I do need to correct one thing, I got the impression you think I am a student. I can assure you I'm way to old to be a student. I've been writing programs since 1974 when I wrote my first program in FORTRAN using punch cards. I wrote my first TI program back in 1981 on a TI-58C and TI-59, I wrote my first program in C way back in the early 90's using pre-ansi C on an Apple ][GS, which is why I still have some "bad habits" I picked up then. And I've been writing Window based application programs since I had a Windows 98 computer and have written Window applications to analyze data from a gas chromatograph/mass spectrometer for my job as an Analytical Chemist.

So programming has always been a "hobby" I've used over the years to aid in doing my job of doing chemical analysis and then analyzing that data. I've found it to be fun.

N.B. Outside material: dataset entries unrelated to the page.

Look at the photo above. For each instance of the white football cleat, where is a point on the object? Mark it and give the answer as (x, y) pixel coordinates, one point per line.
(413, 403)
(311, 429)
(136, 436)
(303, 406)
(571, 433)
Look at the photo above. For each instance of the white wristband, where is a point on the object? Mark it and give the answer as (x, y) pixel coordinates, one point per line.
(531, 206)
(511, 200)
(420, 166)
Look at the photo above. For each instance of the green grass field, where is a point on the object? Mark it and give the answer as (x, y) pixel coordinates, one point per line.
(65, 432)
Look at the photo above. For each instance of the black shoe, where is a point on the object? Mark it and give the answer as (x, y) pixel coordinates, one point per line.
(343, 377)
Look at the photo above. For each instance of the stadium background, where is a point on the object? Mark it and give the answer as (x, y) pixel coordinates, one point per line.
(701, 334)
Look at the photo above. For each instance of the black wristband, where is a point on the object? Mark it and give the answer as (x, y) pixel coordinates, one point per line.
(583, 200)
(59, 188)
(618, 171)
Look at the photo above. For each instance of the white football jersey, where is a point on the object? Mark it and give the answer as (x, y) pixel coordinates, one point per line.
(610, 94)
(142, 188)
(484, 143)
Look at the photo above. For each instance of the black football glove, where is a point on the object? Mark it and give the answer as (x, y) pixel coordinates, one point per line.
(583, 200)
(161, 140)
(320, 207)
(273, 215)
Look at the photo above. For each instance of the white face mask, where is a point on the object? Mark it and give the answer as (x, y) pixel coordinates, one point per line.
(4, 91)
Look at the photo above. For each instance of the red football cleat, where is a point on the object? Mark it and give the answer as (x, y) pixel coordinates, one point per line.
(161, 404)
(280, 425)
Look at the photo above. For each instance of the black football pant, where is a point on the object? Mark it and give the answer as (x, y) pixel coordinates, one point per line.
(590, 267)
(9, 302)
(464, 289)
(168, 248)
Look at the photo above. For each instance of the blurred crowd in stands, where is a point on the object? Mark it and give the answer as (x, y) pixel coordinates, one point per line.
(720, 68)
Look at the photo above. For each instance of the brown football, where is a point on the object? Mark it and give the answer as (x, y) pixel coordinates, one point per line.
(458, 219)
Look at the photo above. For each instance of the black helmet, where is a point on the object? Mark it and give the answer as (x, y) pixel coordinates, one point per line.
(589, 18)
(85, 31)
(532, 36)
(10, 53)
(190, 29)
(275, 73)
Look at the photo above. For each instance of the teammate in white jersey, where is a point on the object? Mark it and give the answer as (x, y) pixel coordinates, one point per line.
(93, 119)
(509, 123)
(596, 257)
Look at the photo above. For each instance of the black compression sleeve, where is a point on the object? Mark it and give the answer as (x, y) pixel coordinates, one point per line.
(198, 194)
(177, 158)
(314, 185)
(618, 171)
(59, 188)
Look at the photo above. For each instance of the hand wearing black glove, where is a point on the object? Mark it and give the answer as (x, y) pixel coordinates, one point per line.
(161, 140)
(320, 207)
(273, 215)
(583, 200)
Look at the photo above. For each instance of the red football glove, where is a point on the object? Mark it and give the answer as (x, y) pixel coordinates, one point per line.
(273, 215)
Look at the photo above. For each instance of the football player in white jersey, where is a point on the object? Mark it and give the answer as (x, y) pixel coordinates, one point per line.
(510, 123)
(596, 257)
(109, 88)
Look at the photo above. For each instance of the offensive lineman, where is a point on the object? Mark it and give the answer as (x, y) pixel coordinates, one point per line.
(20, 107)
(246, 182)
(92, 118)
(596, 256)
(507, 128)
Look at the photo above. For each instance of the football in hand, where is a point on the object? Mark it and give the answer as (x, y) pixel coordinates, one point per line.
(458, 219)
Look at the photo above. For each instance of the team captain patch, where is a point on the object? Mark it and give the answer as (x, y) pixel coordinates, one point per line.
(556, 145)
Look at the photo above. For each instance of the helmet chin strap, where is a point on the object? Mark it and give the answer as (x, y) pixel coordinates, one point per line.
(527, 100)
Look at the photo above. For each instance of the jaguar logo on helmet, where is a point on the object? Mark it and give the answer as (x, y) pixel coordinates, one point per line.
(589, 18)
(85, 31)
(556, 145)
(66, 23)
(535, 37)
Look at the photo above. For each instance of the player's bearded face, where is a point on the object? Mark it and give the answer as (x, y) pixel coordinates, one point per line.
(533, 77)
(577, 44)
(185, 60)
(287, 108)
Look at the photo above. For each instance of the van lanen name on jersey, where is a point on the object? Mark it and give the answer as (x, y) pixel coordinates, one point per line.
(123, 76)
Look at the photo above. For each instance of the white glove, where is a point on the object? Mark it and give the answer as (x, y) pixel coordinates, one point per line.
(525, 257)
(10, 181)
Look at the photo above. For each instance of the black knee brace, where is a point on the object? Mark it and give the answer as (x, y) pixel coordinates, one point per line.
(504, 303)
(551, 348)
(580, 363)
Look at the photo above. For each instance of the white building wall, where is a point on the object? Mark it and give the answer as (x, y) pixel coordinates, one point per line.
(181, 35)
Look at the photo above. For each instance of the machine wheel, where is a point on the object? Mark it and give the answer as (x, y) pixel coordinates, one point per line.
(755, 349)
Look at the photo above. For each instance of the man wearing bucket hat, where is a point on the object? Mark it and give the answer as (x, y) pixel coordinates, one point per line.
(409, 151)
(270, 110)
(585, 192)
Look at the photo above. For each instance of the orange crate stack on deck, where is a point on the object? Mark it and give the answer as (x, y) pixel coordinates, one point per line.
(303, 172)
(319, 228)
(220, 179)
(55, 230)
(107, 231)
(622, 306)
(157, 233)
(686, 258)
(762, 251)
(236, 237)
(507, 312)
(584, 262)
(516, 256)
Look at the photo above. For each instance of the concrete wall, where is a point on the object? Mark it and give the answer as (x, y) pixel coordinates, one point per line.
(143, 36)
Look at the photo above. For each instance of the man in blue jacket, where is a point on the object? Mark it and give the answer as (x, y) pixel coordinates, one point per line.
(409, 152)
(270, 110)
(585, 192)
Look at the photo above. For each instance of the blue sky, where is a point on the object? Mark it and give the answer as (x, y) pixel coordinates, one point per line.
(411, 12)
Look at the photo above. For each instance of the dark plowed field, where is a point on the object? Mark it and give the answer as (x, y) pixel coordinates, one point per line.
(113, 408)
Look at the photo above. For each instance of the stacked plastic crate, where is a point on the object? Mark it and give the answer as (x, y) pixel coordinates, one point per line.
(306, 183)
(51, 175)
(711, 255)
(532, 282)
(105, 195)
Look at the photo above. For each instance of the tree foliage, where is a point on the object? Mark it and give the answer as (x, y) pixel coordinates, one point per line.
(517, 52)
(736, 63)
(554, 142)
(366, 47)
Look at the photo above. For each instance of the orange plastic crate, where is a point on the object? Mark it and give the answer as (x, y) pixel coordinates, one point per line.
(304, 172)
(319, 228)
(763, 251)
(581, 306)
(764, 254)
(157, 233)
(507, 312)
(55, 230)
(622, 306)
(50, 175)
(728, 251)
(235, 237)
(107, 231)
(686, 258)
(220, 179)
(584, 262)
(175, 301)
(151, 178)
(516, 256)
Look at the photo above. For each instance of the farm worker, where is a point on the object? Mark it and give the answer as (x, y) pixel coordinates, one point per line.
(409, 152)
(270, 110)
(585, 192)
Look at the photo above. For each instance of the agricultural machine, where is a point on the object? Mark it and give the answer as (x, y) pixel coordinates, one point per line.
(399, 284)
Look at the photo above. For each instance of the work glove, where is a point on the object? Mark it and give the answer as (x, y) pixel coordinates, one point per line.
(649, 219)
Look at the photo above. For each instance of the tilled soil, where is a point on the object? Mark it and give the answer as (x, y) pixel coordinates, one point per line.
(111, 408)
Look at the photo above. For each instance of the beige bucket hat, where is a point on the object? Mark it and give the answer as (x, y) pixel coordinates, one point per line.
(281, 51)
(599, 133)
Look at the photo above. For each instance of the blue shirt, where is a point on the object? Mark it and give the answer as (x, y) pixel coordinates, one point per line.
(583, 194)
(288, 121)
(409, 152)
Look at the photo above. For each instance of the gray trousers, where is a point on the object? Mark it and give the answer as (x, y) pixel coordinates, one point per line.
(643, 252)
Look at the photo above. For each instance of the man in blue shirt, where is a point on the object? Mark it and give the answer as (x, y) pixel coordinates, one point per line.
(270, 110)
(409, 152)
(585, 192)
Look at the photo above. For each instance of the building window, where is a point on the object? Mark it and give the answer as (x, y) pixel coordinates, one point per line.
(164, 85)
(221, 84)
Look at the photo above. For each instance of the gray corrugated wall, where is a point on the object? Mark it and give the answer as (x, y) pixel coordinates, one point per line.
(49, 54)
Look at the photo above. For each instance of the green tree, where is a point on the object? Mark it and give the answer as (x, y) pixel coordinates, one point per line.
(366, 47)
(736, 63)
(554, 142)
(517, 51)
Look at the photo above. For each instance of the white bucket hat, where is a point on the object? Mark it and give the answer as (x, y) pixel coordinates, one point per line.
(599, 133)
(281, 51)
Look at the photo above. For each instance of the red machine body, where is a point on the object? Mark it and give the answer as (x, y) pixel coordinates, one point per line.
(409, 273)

Again, anymore info you want to provide I would be very interested in hearing about.
S. Thomas Bradley
Oh nope, I don't think you're a student Smile
However, by numbers, the main target audience for computer <-> calculator communication programs is students.

WebUSB is communication with USB devices using JS, right from within a Web browser. Nowadays, requesting that students download, then install a program - let alone one which requires elevated privileges in order to install drivers, as is sadly the case for USB devices in vendor-specific class on Windows - tends to be too much skill and effort to ask for a growing number of students.
Whether we like it or not, and no matter the potential security challenges of communication with USB devices from within a browser, that's where the market's going, to adapt to the target audience. This is not entirely a bad thing, of course. The writing is all the more on the wall that NumWorks calculators have already been using USB DFU from within a browser for a while.
Lionel Debroux wrote: sadly the case for USB devices in vendor-specific class on Windows - tends to be too much skill and effort to ask for a growing number of students.
Seriously! Even I know how to do that.